Ender abimde gülümsedi ve saçlarımızı karıştırdı. Benim için şuan önemsizdi ama yengemin bize gelmek için baya bir hazırlıklı olduğunu farketmiştim.
"Semiih ya  birşey söyle kardeşine" dedi.
"Yapma lan" demekle yetindi abim ve sırıttı. Gelecek olan darbe abimden olacak demekti bu.
Semih abim Ender abimden daha çocuksuydu. Ender abim ailemizde kime çektiyse kazulet gibiydi. Her zaman gülmez ve çoğu ortamda ciddi dururdu.
"Tamamdır." dedi Ender abim ve ellerini saçlarımızdan çekti.
Semih abim yengem saçlarına çeki düzen verirken yeniden elini attı. Ama bu defa yengem akıllı çıktı ve odadan koşarak çıktı.
"Çılgın mısınız siz ya" dedim ve odadan bende çıktım.
Mutfağa girdim ve annemin mükemmel kahvaltısını gördüm yeniden.

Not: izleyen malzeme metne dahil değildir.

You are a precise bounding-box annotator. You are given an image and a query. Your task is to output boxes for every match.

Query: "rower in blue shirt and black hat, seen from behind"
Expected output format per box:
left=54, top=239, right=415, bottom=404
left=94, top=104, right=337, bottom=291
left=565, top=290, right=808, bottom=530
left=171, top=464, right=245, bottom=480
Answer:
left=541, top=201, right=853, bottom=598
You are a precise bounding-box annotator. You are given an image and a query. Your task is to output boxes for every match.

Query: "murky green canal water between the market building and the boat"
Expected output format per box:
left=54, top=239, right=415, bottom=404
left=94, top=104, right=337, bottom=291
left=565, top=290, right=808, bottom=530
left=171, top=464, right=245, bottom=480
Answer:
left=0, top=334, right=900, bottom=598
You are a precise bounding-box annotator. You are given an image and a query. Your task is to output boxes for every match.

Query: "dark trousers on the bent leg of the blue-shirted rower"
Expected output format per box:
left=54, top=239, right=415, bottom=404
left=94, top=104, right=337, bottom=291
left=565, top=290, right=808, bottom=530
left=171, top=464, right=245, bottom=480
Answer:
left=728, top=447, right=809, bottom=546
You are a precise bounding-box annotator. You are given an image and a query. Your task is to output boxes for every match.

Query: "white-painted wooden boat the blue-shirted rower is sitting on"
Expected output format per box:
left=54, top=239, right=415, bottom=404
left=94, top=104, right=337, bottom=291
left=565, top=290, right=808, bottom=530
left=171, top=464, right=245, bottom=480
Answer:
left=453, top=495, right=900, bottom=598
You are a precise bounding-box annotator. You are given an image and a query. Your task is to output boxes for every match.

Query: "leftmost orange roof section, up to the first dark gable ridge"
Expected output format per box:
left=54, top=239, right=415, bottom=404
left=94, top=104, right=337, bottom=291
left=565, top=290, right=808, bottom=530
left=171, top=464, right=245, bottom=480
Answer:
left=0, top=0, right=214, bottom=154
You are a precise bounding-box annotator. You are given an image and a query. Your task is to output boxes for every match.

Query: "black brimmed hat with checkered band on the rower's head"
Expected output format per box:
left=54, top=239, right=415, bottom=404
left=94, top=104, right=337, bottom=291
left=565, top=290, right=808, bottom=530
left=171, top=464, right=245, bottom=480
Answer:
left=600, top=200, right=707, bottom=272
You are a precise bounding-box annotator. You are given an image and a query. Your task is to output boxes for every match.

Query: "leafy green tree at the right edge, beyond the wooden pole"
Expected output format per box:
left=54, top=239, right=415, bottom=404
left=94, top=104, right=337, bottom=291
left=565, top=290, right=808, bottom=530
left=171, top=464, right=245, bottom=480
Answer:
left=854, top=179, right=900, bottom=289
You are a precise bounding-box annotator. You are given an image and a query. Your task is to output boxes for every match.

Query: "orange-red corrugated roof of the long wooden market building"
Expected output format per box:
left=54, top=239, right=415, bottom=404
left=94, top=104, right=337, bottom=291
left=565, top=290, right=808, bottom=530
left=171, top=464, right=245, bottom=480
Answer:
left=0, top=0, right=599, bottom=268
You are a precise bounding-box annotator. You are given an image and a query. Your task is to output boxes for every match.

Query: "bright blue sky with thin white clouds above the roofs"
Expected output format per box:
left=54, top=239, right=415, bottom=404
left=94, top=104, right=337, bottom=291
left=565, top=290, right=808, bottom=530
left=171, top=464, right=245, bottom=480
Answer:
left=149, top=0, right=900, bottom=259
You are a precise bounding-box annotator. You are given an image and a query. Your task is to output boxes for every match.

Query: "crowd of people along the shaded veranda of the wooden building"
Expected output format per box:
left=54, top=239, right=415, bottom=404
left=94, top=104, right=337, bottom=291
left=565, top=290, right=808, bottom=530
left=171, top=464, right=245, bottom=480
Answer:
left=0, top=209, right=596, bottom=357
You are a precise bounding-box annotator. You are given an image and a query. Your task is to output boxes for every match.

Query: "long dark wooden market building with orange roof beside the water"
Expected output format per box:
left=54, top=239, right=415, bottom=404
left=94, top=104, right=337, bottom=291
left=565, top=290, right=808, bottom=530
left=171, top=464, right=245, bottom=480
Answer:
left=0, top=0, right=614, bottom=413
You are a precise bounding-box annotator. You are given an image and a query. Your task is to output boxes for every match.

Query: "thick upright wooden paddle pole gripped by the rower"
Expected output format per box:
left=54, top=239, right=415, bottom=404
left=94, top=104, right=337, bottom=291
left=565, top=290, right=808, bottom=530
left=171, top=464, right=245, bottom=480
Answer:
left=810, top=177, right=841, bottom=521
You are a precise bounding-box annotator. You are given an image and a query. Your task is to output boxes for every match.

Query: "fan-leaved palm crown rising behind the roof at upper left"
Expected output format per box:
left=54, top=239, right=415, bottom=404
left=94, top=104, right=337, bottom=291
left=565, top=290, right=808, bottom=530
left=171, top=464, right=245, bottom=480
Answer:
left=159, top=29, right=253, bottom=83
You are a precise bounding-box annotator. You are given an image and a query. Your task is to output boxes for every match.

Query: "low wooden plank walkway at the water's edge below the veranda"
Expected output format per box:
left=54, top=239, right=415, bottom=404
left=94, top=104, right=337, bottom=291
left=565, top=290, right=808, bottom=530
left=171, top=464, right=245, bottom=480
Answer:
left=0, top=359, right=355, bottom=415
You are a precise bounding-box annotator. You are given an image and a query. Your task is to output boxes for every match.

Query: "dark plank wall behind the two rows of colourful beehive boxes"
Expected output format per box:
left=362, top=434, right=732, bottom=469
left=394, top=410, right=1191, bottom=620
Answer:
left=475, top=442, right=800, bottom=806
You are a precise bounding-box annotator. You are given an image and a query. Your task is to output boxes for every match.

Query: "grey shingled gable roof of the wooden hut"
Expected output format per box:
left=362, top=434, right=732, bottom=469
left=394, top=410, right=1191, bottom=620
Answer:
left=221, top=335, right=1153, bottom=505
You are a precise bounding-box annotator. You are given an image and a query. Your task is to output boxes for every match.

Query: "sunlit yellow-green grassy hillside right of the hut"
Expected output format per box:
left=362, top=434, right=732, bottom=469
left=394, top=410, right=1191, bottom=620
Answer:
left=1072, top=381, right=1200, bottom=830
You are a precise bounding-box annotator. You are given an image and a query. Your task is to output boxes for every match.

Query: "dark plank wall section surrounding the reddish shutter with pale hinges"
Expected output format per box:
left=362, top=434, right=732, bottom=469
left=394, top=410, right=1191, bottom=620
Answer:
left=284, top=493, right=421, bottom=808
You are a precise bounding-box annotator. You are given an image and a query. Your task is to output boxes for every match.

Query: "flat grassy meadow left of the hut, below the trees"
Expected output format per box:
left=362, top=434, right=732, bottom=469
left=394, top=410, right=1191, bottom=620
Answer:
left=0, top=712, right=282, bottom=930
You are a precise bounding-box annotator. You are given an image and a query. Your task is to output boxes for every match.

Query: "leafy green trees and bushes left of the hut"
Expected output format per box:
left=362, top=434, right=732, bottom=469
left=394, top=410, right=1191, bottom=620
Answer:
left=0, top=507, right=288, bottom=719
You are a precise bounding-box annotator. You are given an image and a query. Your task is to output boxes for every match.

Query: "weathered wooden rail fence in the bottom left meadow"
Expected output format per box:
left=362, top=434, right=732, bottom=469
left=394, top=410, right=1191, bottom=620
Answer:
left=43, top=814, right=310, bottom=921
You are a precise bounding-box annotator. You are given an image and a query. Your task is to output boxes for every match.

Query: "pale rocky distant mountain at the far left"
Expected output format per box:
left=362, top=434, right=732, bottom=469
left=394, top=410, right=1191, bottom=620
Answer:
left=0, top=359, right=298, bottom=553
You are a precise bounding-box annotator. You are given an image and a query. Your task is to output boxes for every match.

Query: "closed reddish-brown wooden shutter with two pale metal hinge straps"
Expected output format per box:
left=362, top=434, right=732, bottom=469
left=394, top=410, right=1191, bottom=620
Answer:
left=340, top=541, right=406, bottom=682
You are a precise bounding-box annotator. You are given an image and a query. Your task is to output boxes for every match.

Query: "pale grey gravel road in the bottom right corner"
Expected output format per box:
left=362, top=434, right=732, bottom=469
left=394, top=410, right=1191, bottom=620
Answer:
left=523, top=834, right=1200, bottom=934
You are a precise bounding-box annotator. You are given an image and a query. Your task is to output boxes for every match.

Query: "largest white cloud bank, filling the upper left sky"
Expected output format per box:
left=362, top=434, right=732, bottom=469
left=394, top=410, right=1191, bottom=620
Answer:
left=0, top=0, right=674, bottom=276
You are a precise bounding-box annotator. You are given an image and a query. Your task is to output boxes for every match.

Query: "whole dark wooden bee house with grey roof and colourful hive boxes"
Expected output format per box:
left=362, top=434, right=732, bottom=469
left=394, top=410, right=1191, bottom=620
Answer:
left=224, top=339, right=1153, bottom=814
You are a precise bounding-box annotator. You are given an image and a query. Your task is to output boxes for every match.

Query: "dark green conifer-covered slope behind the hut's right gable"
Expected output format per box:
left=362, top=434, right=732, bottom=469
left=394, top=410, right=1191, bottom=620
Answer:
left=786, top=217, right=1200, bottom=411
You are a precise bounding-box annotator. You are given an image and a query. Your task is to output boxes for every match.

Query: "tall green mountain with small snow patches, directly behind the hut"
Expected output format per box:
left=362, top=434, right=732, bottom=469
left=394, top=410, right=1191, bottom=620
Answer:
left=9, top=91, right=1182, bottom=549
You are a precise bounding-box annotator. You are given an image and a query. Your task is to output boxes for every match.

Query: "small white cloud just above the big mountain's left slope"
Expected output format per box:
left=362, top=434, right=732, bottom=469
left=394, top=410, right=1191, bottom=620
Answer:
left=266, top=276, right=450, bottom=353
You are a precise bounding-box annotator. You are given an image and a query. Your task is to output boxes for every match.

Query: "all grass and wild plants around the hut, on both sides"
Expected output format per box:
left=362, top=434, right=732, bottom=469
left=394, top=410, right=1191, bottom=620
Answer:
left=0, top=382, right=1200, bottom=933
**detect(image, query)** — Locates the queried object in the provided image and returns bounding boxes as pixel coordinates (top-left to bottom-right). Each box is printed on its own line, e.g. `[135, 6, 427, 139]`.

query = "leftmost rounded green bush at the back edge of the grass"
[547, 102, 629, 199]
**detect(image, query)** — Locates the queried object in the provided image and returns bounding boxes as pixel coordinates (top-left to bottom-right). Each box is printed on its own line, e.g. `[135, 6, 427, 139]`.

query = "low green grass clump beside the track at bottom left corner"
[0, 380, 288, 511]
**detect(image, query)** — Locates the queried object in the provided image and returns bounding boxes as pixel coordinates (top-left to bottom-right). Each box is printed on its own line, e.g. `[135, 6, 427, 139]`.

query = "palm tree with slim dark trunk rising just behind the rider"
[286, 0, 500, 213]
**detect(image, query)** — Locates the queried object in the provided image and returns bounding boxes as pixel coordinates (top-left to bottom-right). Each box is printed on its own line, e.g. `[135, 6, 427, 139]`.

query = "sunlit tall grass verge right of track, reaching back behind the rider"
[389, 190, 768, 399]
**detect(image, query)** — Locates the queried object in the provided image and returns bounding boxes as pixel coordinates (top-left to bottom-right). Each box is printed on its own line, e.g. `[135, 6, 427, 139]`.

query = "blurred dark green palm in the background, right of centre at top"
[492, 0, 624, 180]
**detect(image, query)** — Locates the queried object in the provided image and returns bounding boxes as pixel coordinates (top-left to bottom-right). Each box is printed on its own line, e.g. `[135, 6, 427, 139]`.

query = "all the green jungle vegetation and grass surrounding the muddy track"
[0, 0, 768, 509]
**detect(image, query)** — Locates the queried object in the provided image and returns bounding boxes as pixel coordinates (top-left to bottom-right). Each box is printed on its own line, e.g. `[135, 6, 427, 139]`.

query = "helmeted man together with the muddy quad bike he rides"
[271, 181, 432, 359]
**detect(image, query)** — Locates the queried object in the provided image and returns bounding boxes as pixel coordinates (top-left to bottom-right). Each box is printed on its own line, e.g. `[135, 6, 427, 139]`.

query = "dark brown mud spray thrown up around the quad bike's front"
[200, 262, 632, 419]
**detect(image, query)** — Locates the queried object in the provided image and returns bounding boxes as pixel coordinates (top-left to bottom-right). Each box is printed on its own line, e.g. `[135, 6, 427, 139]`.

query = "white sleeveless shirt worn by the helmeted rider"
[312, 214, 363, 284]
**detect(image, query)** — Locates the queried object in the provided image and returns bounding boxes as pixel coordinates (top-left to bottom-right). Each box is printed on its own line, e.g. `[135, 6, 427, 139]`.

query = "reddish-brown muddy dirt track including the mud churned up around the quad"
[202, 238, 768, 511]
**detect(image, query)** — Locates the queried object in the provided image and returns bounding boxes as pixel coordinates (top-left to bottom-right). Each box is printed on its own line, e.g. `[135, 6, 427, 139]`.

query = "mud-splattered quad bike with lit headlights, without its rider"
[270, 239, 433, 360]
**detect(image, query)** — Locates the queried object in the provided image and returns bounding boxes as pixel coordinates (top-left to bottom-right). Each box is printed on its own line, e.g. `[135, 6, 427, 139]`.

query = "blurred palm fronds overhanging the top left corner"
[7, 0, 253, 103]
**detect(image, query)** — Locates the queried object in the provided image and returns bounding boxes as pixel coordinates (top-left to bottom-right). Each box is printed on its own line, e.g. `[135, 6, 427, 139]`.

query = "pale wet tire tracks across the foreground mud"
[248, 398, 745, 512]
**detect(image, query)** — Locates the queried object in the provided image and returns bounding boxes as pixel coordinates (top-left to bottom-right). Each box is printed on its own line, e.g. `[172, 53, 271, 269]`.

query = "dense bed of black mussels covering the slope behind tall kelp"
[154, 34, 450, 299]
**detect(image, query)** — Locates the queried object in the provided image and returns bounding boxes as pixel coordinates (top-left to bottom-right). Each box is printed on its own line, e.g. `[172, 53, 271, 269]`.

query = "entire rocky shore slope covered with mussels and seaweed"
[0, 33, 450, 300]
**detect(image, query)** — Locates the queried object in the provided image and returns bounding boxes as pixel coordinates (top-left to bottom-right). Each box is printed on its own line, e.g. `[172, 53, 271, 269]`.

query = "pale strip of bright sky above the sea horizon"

Herkese günaydın diyerek yerime oturdum. Belirli bir yerimde yoktu ya neyse. Herkes her zamanki gibi sohbet muhabbet derken ben konuşmadığım için biraz daha erken bitirdim kahvaltımı. Kahvaltıyı bitirdikten sonra biraz konuşabilirdim.
"Biz ne zaman gidiyoruz ya"dedim. "Bize daha çok var sen başladın mı çalışmaya? Birde tatil istiyor " dedi ve güldü babam. Bu durumla ne kadar eğlendi yahu diye düşünmeden edemedim.
"Haber beklediğimi biliyorsun baba" dedim bende hızla.
Ben çayımı tazelerken abim yarısı dolu olan soğumaya yüz tutmuş bardağını dikti ve içindeki çayı içti. "Abicim bir zahmet banada dolduruver"diyip sırıttı. Seni gossip görl bakışlı abicik seni diye geçirdim içimden ve bu düşüncem beni güldürdü. Abimde şaşırmış olacak ki "tövbe bismillah" diyip bardağını geri çekti. Abimin yıllardır değişmeyen tek huyu buydu diyebilirim. Her zaman birisi çayını tazelerken ne kadar sıcak olduğunu umursamadan az olduğunu gördüğü anda hüpletirdi onu ve yüzündeki sinsi sırıtmayla isterdi. Ben lise yıllarındayken okula gitmek için uyandığımda benden isterdi. Bu beni delirtirdi. Bunu bildiği için yine aynı şeyi yaptı. "Ver doldurayım" dedim yeniden gülümseyerek. Özlemiştim. Gerçekten her gün beraber olduğumuz zamanları özlemiştim. "Yok abim ben doldururdum" dedi biraz çekingen bir ifadeyle. "Abi merak etme ve bu kadar abartma sadece bardağına çay dolduracağım bomba imha ekibindenmişim gibi tepkiler verme"
Dedim.
"Bak ya bak nasıl büyümüş benim özüm" dedi abim. Yengemde bunu desteklermişçesine abimin elinden tuttu.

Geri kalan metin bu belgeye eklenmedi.